Saiba mais sobre o Pese e como adquirir.

Como funciona o crédito para proteção de empregos?

O Pese foi criado em abril deste ano em razão dos milhares de brasileiros que perderam o emprego em meio à pandemia, ocorrendo a sanção como lei em agosto. O objetivo é dar condições às empresas para arcar com os funcionários, evitando demissões.
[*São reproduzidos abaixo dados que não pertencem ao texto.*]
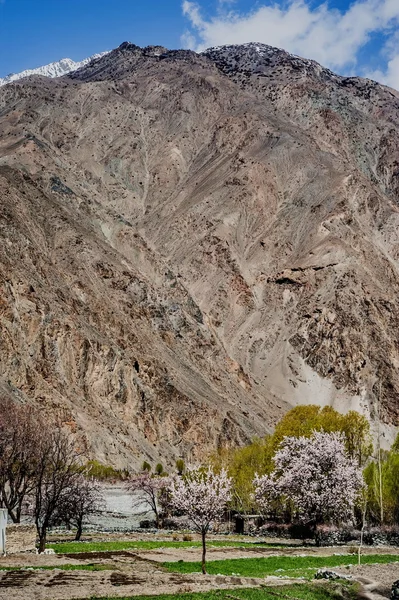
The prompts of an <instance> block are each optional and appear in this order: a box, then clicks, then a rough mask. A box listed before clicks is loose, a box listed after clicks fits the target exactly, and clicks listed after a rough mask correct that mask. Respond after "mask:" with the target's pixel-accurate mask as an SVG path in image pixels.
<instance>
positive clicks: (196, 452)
mask: <svg viewBox="0 0 399 600" xmlns="http://www.w3.org/2000/svg"><path fill="white" fill-rule="evenodd" d="M398 130H399V93H397V92H395V91H394V90H392V89H390V88H387V87H384V86H382V85H379V84H377V83H375V82H373V81H370V80H365V79H360V78H343V77H338V76H336V75H334V74H333V73H331V72H330V71H328V70H326V69H323V68H322V67H321V66H320V65H318V64H317V63H315V62H313V61H308V60H304V59H301V58H299V57H295V56H292V55H290V54H288V53H286V52H284V51H282V50H277V49H275V48H271V47H268V46H264V45H260V44H248V45H244V46H228V47H222V48H214V49H210V50H208V51H206V52H205V53H203V54H196V53H194V52H191V51H168V50H166V49H165V48H162V47H148V48H144V49H142V48H139V47H137V46H134V45H133V44H129V43H124V44H122V45H121V46H120V47H119V48H117V49H116V50H113V51H112V52H110V53H108V54H106V55H105V56H103V57H100V58H98V59H95V60H94V61H92V62H91V63H90V64H88V65H86V66H84V67H83V68H82V69H80V70H78V71H75V72H74V73H72V74H70V75H67V76H64V77H62V78H58V79H47V78H45V77H40V76H33V77H29V78H27V79H23V80H21V81H17V82H14V83H9V84H8V85H5V86H3V87H2V88H1V89H0V194H1V203H0V212H1V218H0V236H1V243H0V284H1V285H0V315H1V316H0V327H1V332H0V353H1V361H0V389H1V392H2V394H3V395H4V396H11V397H13V398H15V399H16V400H19V401H24V402H29V403H33V404H35V405H37V406H41V407H42V408H43V411H48V412H51V413H59V414H61V415H62V418H63V419H64V421H65V422H66V423H68V426H69V427H70V428H71V430H72V431H75V432H76V435H77V436H78V437H79V439H80V440H81V445H82V447H86V448H87V449H88V451H89V453H90V454H91V455H92V456H93V457H96V458H97V459H99V460H101V461H102V462H104V463H107V464H112V465H114V466H116V467H119V468H124V467H126V466H131V465H138V464H141V462H142V460H143V457H144V458H146V459H148V460H150V461H151V462H154V461H157V459H158V457H160V456H162V457H166V458H167V460H169V461H170V462H172V461H174V460H176V458H178V457H180V456H182V457H184V458H185V459H186V460H188V461H193V460H196V459H197V458H200V457H201V456H203V455H204V454H206V453H208V452H210V451H212V450H213V449H214V448H216V447H217V446H220V445H226V444H242V443H244V442H247V441H249V440H250V439H251V438H252V437H253V436H254V435H263V434H265V433H267V432H268V431H270V430H271V428H272V427H273V425H274V423H275V422H276V419H277V418H278V417H280V416H281V415H282V414H283V413H284V412H285V411H286V410H288V409H289V408H290V407H291V406H292V405H295V404H297V403H306V402H309V403H313V404H315V403H317V404H320V405H326V404H328V405H333V406H335V407H336V408H337V409H339V410H345V409H349V408H355V409H360V410H362V411H364V412H366V413H367V414H368V413H369V414H371V415H372V416H373V417H375V415H376V413H377V412H378V413H380V414H381V417H382V419H383V421H384V422H385V423H386V424H387V430H388V429H389V426H395V425H398V424H399V421H398V420H399V403H398V400H397V398H398V390H399V374H398V364H399V348H398V339H399V315H398V311H397V297H398V295H399V271H398V266H399V262H398V261H399V233H398V224H399V206H398V204H399V142H398V139H399V137H398ZM377 400H378V402H377Z"/></svg>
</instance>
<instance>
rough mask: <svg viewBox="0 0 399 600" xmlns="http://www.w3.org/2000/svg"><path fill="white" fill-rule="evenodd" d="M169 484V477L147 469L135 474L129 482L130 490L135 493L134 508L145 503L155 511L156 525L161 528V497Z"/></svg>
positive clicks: (135, 507)
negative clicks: (163, 475) (162, 475)
mask: <svg viewBox="0 0 399 600" xmlns="http://www.w3.org/2000/svg"><path fill="white" fill-rule="evenodd" d="M167 486H168V479H167V477H161V476H158V475H152V474H151V473H149V472H148V471H147V470H146V471H142V472H141V473H138V474H137V475H133V476H132V477H131V478H130V479H129V480H128V482H127V488H128V490H129V491H130V492H131V493H132V494H133V508H138V507H140V506H141V505H142V503H144V504H145V505H147V506H148V508H149V509H150V510H151V511H152V512H153V513H154V515H155V521H156V526H157V528H159V525H160V517H159V506H158V504H159V498H160V495H161V494H162V491H163V489H164V488H166V487H167Z"/></svg>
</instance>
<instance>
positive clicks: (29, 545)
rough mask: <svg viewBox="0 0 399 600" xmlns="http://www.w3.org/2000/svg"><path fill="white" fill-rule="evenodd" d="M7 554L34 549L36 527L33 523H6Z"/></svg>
mask: <svg viewBox="0 0 399 600" xmlns="http://www.w3.org/2000/svg"><path fill="white" fill-rule="evenodd" d="M6 536H7V539H6V551H7V554H15V553H17V552H35V551H36V527H35V526H34V525H18V524H13V525H7V530H6Z"/></svg>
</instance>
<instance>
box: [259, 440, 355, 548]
mask: <svg viewBox="0 0 399 600" xmlns="http://www.w3.org/2000/svg"><path fill="white" fill-rule="evenodd" d="M274 464H275V470H274V472H273V473H271V475H265V476H262V477H258V476H256V477H255V480H254V485H255V498H256V500H257V501H258V503H259V505H260V506H261V507H262V508H263V510H264V511H265V512H267V511H268V510H270V507H271V506H272V505H273V503H274V502H275V501H276V500H277V499H280V500H281V499H283V501H285V502H287V501H290V502H291V503H292V504H293V506H294V510H295V511H296V514H297V517H298V519H299V520H300V521H302V522H304V523H306V524H308V525H311V526H312V527H313V528H314V530H315V531H316V529H317V525H319V524H321V523H326V522H329V523H340V522H343V521H348V520H350V519H351V518H353V510H354V505H355V502H356V499H357V497H358V496H359V493H360V491H361V489H362V486H363V477H362V473H361V469H360V468H359V466H358V464H357V463H356V461H355V460H353V459H351V458H349V456H348V454H347V452H346V450H345V441H344V439H343V437H342V435H341V434H340V433H324V432H317V431H315V432H314V433H313V436H312V437H310V438H305V437H298V438H295V437H286V438H285V439H284V440H283V441H282V443H281V445H280V449H279V450H278V451H277V452H276V454H275V456H274ZM316 541H317V538H316Z"/></svg>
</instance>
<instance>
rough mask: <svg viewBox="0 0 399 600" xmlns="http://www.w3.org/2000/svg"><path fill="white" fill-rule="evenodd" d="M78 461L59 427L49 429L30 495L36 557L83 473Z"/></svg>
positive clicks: (40, 456) (45, 544) (78, 453)
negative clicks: (33, 520)
mask: <svg viewBox="0 0 399 600" xmlns="http://www.w3.org/2000/svg"><path fill="white" fill-rule="evenodd" d="M79 461H80V454H79V453H78V452H77V450H76V449H75V445H74V442H73V440H72V439H71V438H70V437H69V436H68V435H67V433H66V432H65V431H64V430H63V429H62V427H61V426H60V425H50V427H48V428H47V431H46V432H43V437H42V440H41V443H40V448H39V460H38V463H37V466H36V472H35V486H34V489H33V492H32V496H33V498H32V505H33V509H32V510H33V516H34V520H35V524H36V529H37V534H38V536H39V553H41V552H44V550H45V547H46V538H47V530H48V528H49V527H50V526H51V525H53V524H55V523H57V522H59V514H60V511H61V510H62V507H64V506H66V505H67V504H68V499H69V498H70V496H71V494H73V490H75V488H76V485H77V484H78V481H79V479H80V476H81V472H82V467H80V466H79Z"/></svg>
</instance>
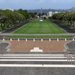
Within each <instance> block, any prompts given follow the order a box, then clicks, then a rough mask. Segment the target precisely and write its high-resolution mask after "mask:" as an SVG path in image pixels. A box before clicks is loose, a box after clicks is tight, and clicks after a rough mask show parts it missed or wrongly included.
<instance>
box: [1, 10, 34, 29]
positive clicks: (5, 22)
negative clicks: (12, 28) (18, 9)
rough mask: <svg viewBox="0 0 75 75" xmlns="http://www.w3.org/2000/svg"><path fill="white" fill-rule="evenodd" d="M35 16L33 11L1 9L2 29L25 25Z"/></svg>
mask: <svg viewBox="0 0 75 75" xmlns="http://www.w3.org/2000/svg"><path fill="white" fill-rule="evenodd" d="M33 17H35V16H34V14H33V13H29V12H28V11H26V10H22V9H19V10H14V11H12V10H0V30H7V29H12V28H15V27H18V26H20V25H23V24H24V23H26V22H27V21H29V20H30V19H31V18H33Z"/></svg>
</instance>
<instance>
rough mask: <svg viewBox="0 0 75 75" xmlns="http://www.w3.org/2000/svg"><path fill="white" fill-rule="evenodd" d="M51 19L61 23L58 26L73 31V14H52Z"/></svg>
mask: <svg viewBox="0 0 75 75" xmlns="http://www.w3.org/2000/svg"><path fill="white" fill-rule="evenodd" d="M52 19H53V20H55V21H56V22H58V23H61V24H60V25H62V26H65V27H67V28H68V29H71V30H75V12H65V13H58V14H54V15H53V16H52Z"/></svg>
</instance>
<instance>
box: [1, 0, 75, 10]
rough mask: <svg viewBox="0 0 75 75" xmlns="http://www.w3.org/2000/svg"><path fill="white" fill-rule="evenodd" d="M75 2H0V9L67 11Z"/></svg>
mask: <svg viewBox="0 0 75 75" xmlns="http://www.w3.org/2000/svg"><path fill="white" fill-rule="evenodd" d="M72 7H75V0H0V9H21V8H22V9H40V8H43V9H48V8H52V9H69V8H72Z"/></svg>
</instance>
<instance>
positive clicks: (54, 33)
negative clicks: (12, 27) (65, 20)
mask: <svg viewBox="0 0 75 75" xmlns="http://www.w3.org/2000/svg"><path fill="white" fill-rule="evenodd" d="M14 33H16V34H59V33H65V30H64V29H62V28H60V27H59V26H58V25H56V24H54V23H52V22H51V21H50V20H44V21H43V22H40V21H39V20H33V21H32V22H30V23H28V24H25V25H24V26H22V27H21V28H19V29H17V30H16V31H15V32H14Z"/></svg>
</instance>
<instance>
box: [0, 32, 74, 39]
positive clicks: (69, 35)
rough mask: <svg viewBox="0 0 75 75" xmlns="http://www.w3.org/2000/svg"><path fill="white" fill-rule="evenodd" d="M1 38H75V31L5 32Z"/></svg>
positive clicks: (7, 38) (36, 38) (35, 38)
mask: <svg viewBox="0 0 75 75" xmlns="http://www.w3.org/2000/svg"><path fill="white" fill-rule="evenodd" d="M0 38H6V39H9V38H13V39H17V38H20V39H24V38H28V39H33V38H35V39H40V38H43V39H49V38H51V39H57V38H59V39H65V38H66V39H74V38H75V34H74V33H67V34H9V33H3V34H0Z"/></svg>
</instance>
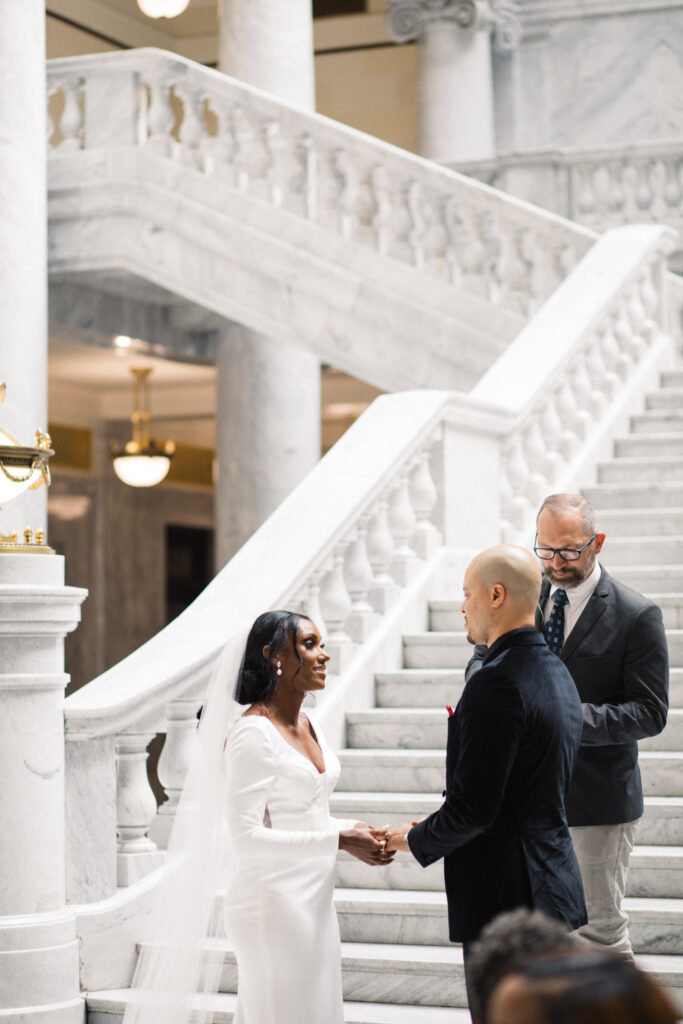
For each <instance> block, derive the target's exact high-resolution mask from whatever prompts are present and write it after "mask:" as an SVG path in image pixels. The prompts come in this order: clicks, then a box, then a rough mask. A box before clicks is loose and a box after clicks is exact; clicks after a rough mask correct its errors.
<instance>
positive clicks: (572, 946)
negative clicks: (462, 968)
mask: <svg viewBox="0 0 683 1024" xmlns="http://www.w3.org/2000/svg"><path fill="white" fill-rule="evenodd" d="M582 948H583V943H581V942H580V940H579V939H577V937H575V936H573V935H572V934H571V933H570V932H569V931H567V927H566V925H565V924H564V923H563V922H560V921H556V920H555V919H553V918H549V916H548V915H547V914H545V913H542V912H541V911H540V910H529V909H527V908H526V907H518V909H516V910H510V911H508V912H507V913H501V914H499V916H498V918H496V919H495V920H494V921H492V922H490V924H488V925H486V927H485V928H484V929H483V931H482V932H481V935H480V937H479V939H478V940H477V942H475V943H474V946H473V947H472V951H471V954H470V958H469V962H468V974H469V984H470V986H471V988H472V995H473V1002H474V1004H475V1005H476V1011H477V1018H478V1017H479V1013H480V1019H481V1021H482V1022H487V1021H488V1016H487V1006H488V1000H489V998H490V994H492V992H493V991H494V989H495V988H496V986H497V985H498V983H499V982H500V981H501V979H502V978H504V977H505V976H506V975H508V974H510V973H511V972H516V971H519V970H520V968H523V967H525V966H526V965H528V964H530V963H531V962H532V961H536V959H537V958H538V957H539V956H542V955H545V954H548V953H557V952H570V951H571V950H577V949H582Z"/></svg>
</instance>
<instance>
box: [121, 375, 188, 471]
mask: <svg viewBox="0 0 683 1024" xmlns="http://www.w3.org/2000/svg"><path fill="white" fill-rule="evenodd" d="M131 373H132V375H133V377H134V385H133V413H132V416H131V418H130V419H131V423H132V424H133V436H132V439H131V440H129V441H128V443H127V444H125V445H124V446H123V447H122V446H121V444H118V443H117V442H116V441H113V442H112V459H113V460H114V472H115V473H116V475H117V476H118V477H119V479H120V480H122V481H123V483H127V484H128V486H130V487H154V486H155V485H156V484H157V483H161V481H162V480H163V479H164V477H165V476H166V474H167V473H168V471H169V468H170V466H171V459H172V458H173V453H174V452H175V444H174V443H173V441H164V442H163V443H159V442H157V441H154V440H152V439H151V437H150V399H148V392H147V377H148V376H150V374H151V373H152V368H151V367H133V368H131Z"/></svg>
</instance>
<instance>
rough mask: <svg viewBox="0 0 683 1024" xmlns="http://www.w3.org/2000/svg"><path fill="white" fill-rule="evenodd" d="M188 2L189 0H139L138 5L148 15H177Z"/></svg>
mask: <svg viewBox="0 0 683 1024" xmlns="http://www.w3.org/2000/svg"><path fill="white" fill-rule="evenodd" d="M188 4H189V0H137V6H138V7H139V8H140V10H141V11H142V13H143V14H146V15H147V17H177V16H178V14H182V12H183V10H186V8H187V5H188Z"/></svg>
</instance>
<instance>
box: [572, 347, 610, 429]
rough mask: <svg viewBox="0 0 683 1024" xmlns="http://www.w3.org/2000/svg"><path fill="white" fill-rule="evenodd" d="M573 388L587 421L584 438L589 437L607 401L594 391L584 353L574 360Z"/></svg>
mask: <svg viewBox="0 0 683 1024" xmlns="http://www.w3.org/2000/svg"><path fill="white" fill-rule="evenodd" d="M571 387H572V388H573V392H574V394H575V396H577V407H578V411H579V416H581V417H583V418H584V420H585V423H584V431H583V434H584V437H588V435H589V432H590V429H591V426H592V425H593V422H594V420H595V419H596V418H598V417H599V416H600V414H601V413H602V410H603V408H604V403H605V399H604V397H602V396H601V395H599V394H596V392H595V391H594V390H593V384H592V381H591V376H590V374H589V372H588V368H587V366H586V357H585V355H584V354H583V353H582V354H580V355H579V356H577V358H575V359H574V364H573V370H572V373H571Z"/></svg>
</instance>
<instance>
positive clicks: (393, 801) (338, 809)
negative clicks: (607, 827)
mask: <svg viewBox="0 0 683 1024" xmlns="http://www.w3.org/2000/svg"><path fill="white" fill-rule="evenodd" d="M441 803H442V798H441V796H440V795H439V796H437V795H436V794H434V793H374V792H373V793H344V792H341V791H338V792H337V793H334V794H333V795H332V798H331V807H332V811H333V814H335V815H336V816H337V817H342V818H351V817H352V818H355V819H356V820H358V821H369V822H370V823H371V824H374V825H385V824H388V825H391V826H395V825H397V824H400V823H401V822H405V821H419V820H421V819H422V818H424V817H426V816H427V815H428V814H431V813H432V811H435V810H436V809H437V808H438V807H440V805H441ZM638 842H639V843H642V844H643V845H646V846H661V847H665V848H666V847H667V846H683V797H645V812H644V814H643V817H642V819H641V822H640V826H639V828H638Z"/></svg>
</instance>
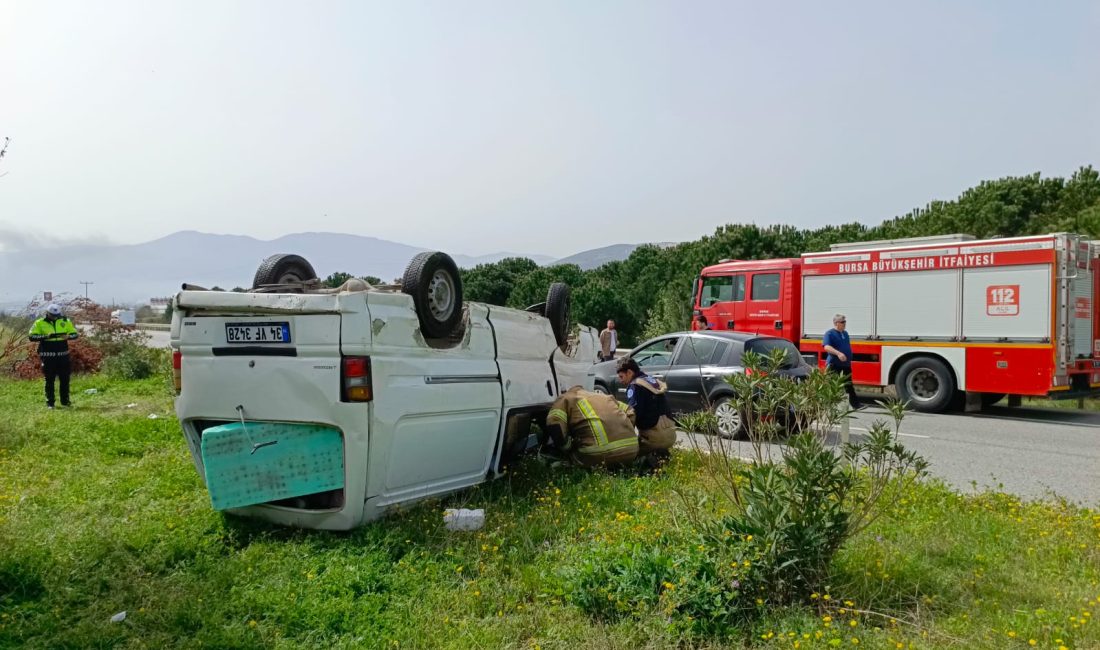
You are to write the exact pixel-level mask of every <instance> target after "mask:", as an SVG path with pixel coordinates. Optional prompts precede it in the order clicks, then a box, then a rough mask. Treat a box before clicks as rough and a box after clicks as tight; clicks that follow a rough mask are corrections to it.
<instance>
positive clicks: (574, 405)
mask: <svg viewBox="0 0 1100 650" xmlns="http://www.w3.org/2000/svg"><path fill="white" fill-rule="evenodd" d="M547 433H549V436H550V439H551V440H553V443H554V445H555V447H557V448H558V449H559V450H561V451H562V452H564V453H565V454H568V455H569V458H570V460H572V461H573V462H574V463H575V464H577V465H581V466H584V467H595V466H599V465H604V466H618V465H626V464H629V463H631V462H632V461H634V459H636V458H637V456H638V436H637V434H636V433H635V431H634V412H632V411H630V410H629V408H628V407H627V406H626V405H625V404H623V403H620V401H618V400H617V399H615V398H614V397H612V396H610V395H605V394H602V393H591V392H588V390H585V389H583V388H581V387H580V386H573V387H572V388H570V389H569V390H566V392H565V393H564V394H563V395H562V396H561V397H559V398H558V401H554V403H553V406H552V407H551V408H550V414H549V415H548V416H547Z"/></svg>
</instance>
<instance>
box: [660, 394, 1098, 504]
mask: <svg viewBox="0 0 1100 650" xmlns="http://www.w3.org/2000/svg"><path fill="white" fill-rule="evenodd" d="M876 419H882V420H887V419H888V418H887V416H886V412H884V411H883V410H881V409H879V408H869V409H867V410H865V411H862V412H860V414H858V415H857V416H856V417H855V418H854V419H853V420H851V422H850V428H849V430H850V436H851V439H853V440H857V439H858V437H860V436H864V434H865V433H866V431H867V429H868V428H869V427H870V426H871V423H872V422H873V421H875V420H876ZM900 441H901V442H902V444H904V445H905V447H906V448H911V449H913V450H915V451H916V452H917V453H920V454H921V455H923V456H924V458H925V459H927V460H928V462H930V463H931V467H930V470H928V471H930V473H931V474H932V475H934V476H937V477H941V478H943V480H944V481H946V482H947V483H948V484H949V485H952V486H954V487H955V488H957V489H959V491H963V492H974V491H975V489H976V488H977V489H979V491H980V489H982V488H985V487H994V488H997V489H1000V491H1004V492H1009V493H1013V494H1016V495H1020V496H1023V497H1027V498H1051V497H1052V496H1053V495H1057V496H1060V497H1065V498H1066V499H1068V500H1071V502H1077V503H1080V504H1082V505H1086V506H1089V507H1100V412H1098V411H1078V410H1071V409H1059V408H1030V407H1018V408H1009V407H992V408H990V409H987V410H986V411H983V412H981V414H972V415H961V414H957V415H925V414H919V412H910V414H909V415H906V417H905V420H904V421H903V422H902V426H901V436H900ZM681 444H689V445H690V444H691V438H690V437H689V436H687V434H684V433H681ZM727 444H730V445H731V448H730V453H734V454H736V455H739V456H742V458H749V456H751V455H752V449H751V445H750V444H749V443H748V442H729V443H727Z"/></svg>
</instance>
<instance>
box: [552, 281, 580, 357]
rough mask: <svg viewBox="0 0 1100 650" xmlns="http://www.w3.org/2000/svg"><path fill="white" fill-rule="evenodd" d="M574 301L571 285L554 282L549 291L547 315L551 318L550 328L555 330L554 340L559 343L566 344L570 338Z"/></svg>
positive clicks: (553, 336) (554, 334) (563, 283)
mask: <svg viewBox="0 0 1100 650" xmlns="http://www.w3.org/2000/svg"><path fill="white" fill-rule="evenodd" d="M572 305H573V301H572V299H571V298H570V295H569V285H566V284H565V283H553V284H552V285H550V290H549V291H547V307H546V317H547V318H548V319H550V329H552V330H553V338H554V341H557V342H558V345H564V344H565V341H568V340H569V329H570V326H571V324H572V323H571V321H572Z"/></svg>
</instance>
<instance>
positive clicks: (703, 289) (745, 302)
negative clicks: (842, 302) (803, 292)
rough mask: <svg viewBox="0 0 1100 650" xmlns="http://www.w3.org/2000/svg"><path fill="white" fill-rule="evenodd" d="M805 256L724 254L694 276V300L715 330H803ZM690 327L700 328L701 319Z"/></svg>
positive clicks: (793, 334)
mask: <svg viewBox="0 0 1100 650" xmlns="http://www.w3.org/2000/svg"><path fill="white" fill-rule="evenodd" d="M801 267H802V260H798V258H780V260H753V261H749V262H744V261H739V260H737V261H734V260H728V261H726V260H724V261H722V262H719V263H718V264H716V265H714V266H708V267H706V268H705V269H704V271H703V274H702V275H701V276H700V277H697V278H696V279H695V289H694V290H695V296H694V298H695V299H693V300H692V305H694V306H695V313H696V315H698V313H702V315H703V316H705V317H706V321H707V323H709V326H711V328H712V329H715V330H736V331H738V332H752V333H756V334H769V335H772V337H782V338H783V339H787V340H788V341H794V342H795V344H796V343H798V341H799V338H800V337H801V335H802V329H801V327H802V324H801V322H800V320H799V315H800V311H801V306H802V282H801ZM692 329H696V330H697V329H702V328H701V324H700V323H698V322H694V323H693V324H692Z"/></svg>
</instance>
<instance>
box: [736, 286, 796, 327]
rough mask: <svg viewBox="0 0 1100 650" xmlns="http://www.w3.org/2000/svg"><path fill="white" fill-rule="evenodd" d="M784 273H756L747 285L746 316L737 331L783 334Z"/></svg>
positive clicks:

O crédito é voltado para folha de pagamento de até quatro meses e débitos trabalhistas. O prazo de pagamento é de até 3 anos, com carência de 6 meses, e a taxa de juros cobrada é de 3,75% ao ano.

O valor oferecido é limitado a dois salários mínimos a cada folha de pagamento. Então, caso salários sejam maiores, restante deve sair do caixa da empresa.

Empresas que adquirirem ao Pese não poderão demitir funcionários sem justa causa desde o momento da contratação até 60 dias depois de quitarem o crédito.

Como empresas podem adquirir?

A linha de crédito já está sendo oferecida em alguns bancos, como Banco do Brasil, Bradesco, Santander e Sicredi. Para adquirí-la, é necessário entrar em contato diretamente com as instituições bancárias.

A Lei 14.043/2020, que criou o Pese, define que as empresas contratantes devem estar em funcionamento e não podem estar com falência decretada ou em estado de insolvência civil.